Saat itu Arka di minta Linda mengantarkan oleh-oleh ke Ranti. Dan setelah pulang ia memegang pinggangnya.


"Kami kenapa Arka?" tanya Ranti yang melihat anaknya aneh.


"Sakit Mi," kata Arka.


"Lho, kamu jatuh?" Rinda bangun dari duduknya dan melihat Arka lebih dekat.


"Iya, Mi."


"Dimana? Terus kok bisa?" tanya Linda panik.


"Di rumah temen Mami, Tante Ranti punya peliharaan galak banget," kata Arka dengan wajah kesalnya.


"Peliharaan?" tanya Linda semakin bingung, "Tapi setahu Mami, Tante Ranti enggak punya kucing atau anjing deh."


"Ini lebih dari anjing atau kucing Mi, kalau enggak salah namanya Tari," jelas Arka. Karena ia mendengar Ranti menyebutkan nama Tari saat tadi.

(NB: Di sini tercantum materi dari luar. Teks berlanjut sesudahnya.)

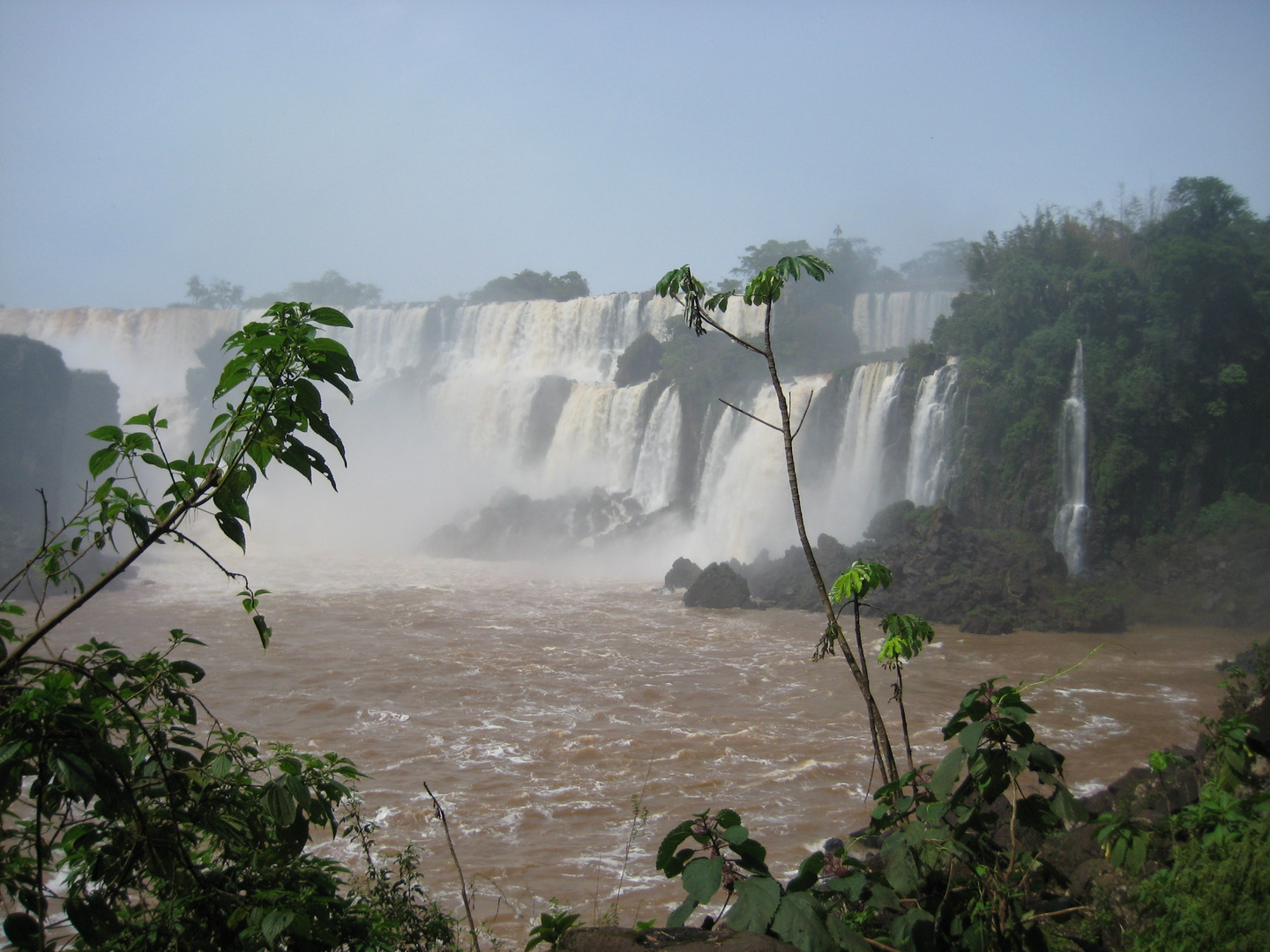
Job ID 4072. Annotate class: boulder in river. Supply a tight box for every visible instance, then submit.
[684,562,750,608]
[666,556,701,591]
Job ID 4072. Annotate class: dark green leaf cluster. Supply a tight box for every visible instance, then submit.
[656,681,1085,952]
[525,909,582,952]
[0,629,411,951]
[932,178,1270,551]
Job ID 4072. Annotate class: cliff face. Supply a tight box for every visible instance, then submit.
[741,500,1125,635]
[0,334,119,569]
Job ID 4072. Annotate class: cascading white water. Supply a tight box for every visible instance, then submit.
[851,291,956,354]
[0,307,243,450]
[691,376,829,561]
[904,357,958,505]
[631,387,684,513]
[0,294,954,559]
[823,361,904,542]
[1054,340,1090,575]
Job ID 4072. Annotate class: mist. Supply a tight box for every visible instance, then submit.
[0,3,1270,307]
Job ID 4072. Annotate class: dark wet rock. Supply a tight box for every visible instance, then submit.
[557,924,796,952]
[614,331,661,387]
[684,562,750,608]
[666,556,701,591]
[741,500,1125,635]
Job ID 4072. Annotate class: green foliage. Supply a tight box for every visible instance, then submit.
[1132,822,1270,952]
[525,899,582,952]
[878,614,935,667]
[932,179,1270,551]
[467,269,591,305]
[0,629,381,949]
[0,302,357,673]
[656,680,1085,952]
[243,271,380,307]
[0,303,455,952]
[1195,493,1270,536]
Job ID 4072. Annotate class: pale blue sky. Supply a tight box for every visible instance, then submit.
[0,0,1270,307]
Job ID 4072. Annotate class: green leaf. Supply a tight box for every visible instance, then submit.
[890,909,935,952]
[655,820,693,876]
[216,513,246,552]
[265,781,296,826]
[309,307,353,328]
[85,427,123,443]
[773,892,837,952]
[826,915,872,952]
[728,876,781,935]
[87,447,119,479]
[785,851,825,892]
[715,807,741,830]
[666,896,698,929]
[956,721,988,751]
[260,909,296,946]
[930,747,965,800]
[251,614,273,647]
[171,658,207,684]
[881,834,921,896]
[719,825,750,846]
[684,856,722,905]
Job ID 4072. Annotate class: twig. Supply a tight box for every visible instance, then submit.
[1024,906,1094,923]
[719,398,781,433]
[423,781,480,952]
[856,933,900,952]
[790,390,815,439]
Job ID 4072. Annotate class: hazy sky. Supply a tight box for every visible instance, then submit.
[0,0,1270,307]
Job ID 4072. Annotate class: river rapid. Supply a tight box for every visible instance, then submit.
[44,547,1253,941]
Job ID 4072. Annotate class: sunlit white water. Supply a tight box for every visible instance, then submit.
[904,357,958,505]
[1054,340,1090,575]
[851,291,956,354]
[826,361,904,540]
[44,548,1247,941]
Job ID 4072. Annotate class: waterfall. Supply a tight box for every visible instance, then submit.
[851,291,956,354]
[904,357,958,505]
[1054,340,1090,575]
[692,376,829,561]
[631,387,684,513]
[826,361,904,542]
[0,301,956,559]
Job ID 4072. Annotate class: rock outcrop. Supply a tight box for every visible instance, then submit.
[684,562,751,608]
[666,556,701,591]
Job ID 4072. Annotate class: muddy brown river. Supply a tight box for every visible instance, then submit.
[44,548,1258,941]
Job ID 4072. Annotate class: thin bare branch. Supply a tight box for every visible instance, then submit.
[790,390,815,439]
[423,781,480,952]
[719,398,785,433]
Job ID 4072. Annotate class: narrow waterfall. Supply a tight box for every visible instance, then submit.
[851,291,956,354]
[823,361,904,542]
[904,357,958,505]
[631,387,684,513]
[693,376,829,561]
[1054,340,1090,575]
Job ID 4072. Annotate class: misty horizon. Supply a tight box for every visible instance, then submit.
[0,3,1270,307]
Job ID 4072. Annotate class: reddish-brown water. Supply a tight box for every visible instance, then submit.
[47,557,1252,937]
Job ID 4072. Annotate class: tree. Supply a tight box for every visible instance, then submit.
[0,303,453,952]
[656,257,900,783]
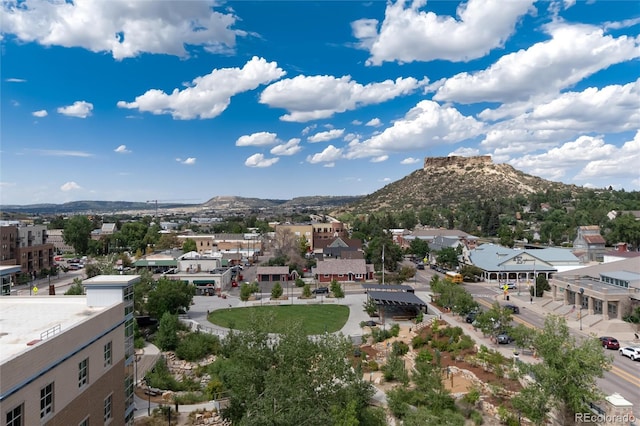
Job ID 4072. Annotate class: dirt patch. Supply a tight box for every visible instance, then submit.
[360,321,522,407]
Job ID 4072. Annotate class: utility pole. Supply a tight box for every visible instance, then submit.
[147,200,158,221]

"Aduh Arka, itu bukan peliharaan Tante Ranti. Tapi itu anak bungsunya Tante Ranti," kesal Linda.


"Kelakuannya aneh," kesal Arka mengingat wajah Mentari.


"Entar jodoh lho...jangan terlalu membenci," ujar Linda sambil terkekeh karena menggoda putranya.


"Kalau Arka jodoh sama peliharaan Tante Ranti itu, Arka bakalan bersihin rumah Mami seharian!" geram Arka sambil melangkah pergi.


Mata Ranti melebar saat mendengar kata Arka, "Mami ingat lho Arka..." seru Linda.


"Iya!" Arka mulai menaiki tangga dan masuk ke kamarnya.


Flashback off.


"Kakak, bilang Tari peliharaan Mami!" geram Mentari. Mungkin di bagian kepalanya nada dua tanduk yang keluar tapi tidak terlihat, karena ia haru tahu ternyata Arka saat itu malah membicarakan dirinya.


"Sayang Mami bohong," wajah Arka memerah dan ketakutan, karena apa yang di katakan Ranti semua benar.


"Arka, kamu belum bersihin rumah Mami lho..." kata Linda dengan santai.


"Mampus!" Radit tertawa jahat melihat wajah Arka yang kini seperti kucing takut terkena air, "Kamera mana ya, kapan lagi liat CEO es bisa ketakutan begini," kata Radit sambil mengeluarkan ponselnya.